It was a dispiriting weekend for anyone relying on the top leagues producing thrilling finales to compensate for their own team’s campaigns being drained of any semblance of purpose.
Arsenal’s failure to beat Chelsea effectively ended any chance of pressure being put on the long-term Premier League leaders and Liverpool surrendered their challenge for a Champions League place. Bayern Munich took the Bundesliga title, Barcelona survived one of their trickiest remaining fixtures and Lazio, Roma and Porto declined opportunities to unnerve their division’s table-toppers.
It even spread to the Championship, where point spills for high-flying Middlesbrough and Norwich and low-loitering Millwall and Wigan have created a situation whereby midweek home victories for Bournemouth and Rotherham will confirm the top two and bottom three before the final day.
Don’t lose heart though, for there are several scraps which appear certain to go the distance…

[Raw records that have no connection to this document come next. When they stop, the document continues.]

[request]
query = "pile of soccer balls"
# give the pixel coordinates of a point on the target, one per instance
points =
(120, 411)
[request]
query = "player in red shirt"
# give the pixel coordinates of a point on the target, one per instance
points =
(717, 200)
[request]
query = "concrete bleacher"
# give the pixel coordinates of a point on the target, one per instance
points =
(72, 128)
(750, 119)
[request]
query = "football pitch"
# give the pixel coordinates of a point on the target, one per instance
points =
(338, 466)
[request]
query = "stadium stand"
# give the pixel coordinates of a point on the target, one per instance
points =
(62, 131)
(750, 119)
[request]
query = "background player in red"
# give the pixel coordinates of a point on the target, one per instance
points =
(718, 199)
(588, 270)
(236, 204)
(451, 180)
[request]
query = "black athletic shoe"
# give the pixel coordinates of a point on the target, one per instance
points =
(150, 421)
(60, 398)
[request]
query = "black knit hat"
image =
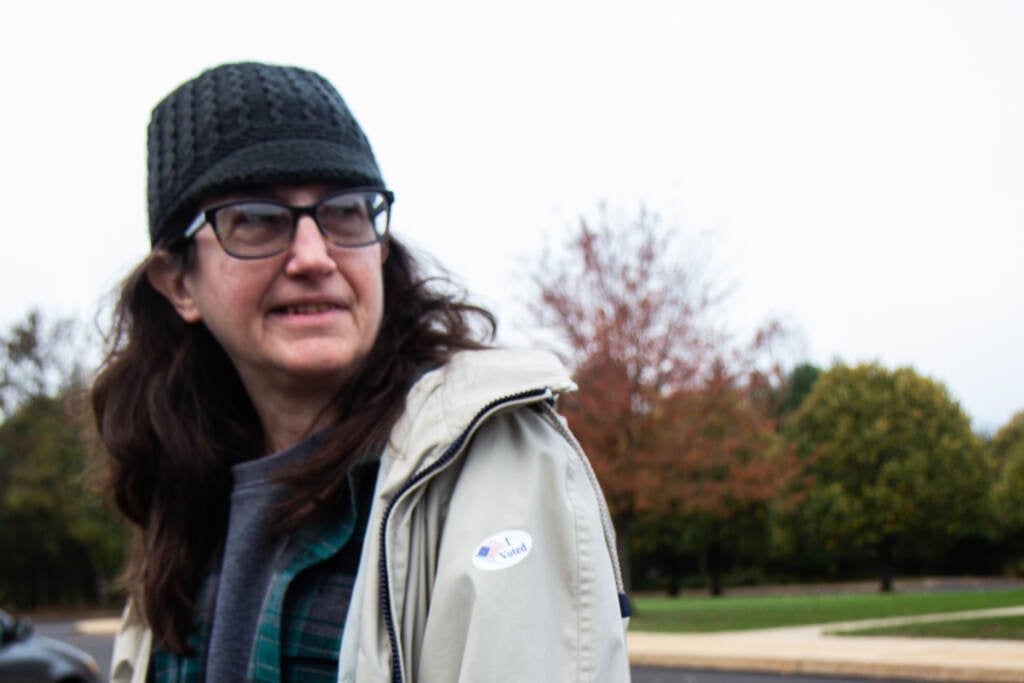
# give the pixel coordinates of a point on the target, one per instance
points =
(244, 125)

Premier League – Winner Without Chelsea
Within seven days, Man City went from supposedly at risk of dropping out of the Champions League places to regaining second, though Arsenal are fancied to ultimately pass them at [1.42] for what would be the Gunners’ highest finish in a decade. The Citizens are [3.65], with Man United [8.0].
Arsene Wenger’s men trail the champions on goal difference but have a game in hand, with the expectation being that even if they botch their toughest match left at Man United, they will take at least ten points from home clashes with Swansea, Sunderland and West Brom and a trip to Hull.
Premier League – Top Goalscorer
The striker title race has been far more exciting than the club version, and the standings are so open that it may not yet have peaked. Sergio Aguero [1.5] has hit overdue form to lead on 21, Harry Kane [3.85] is one back on 20, Diego Costa [12.0] is on 19 and Charlie Austin [70.0] isn’t finished on 17.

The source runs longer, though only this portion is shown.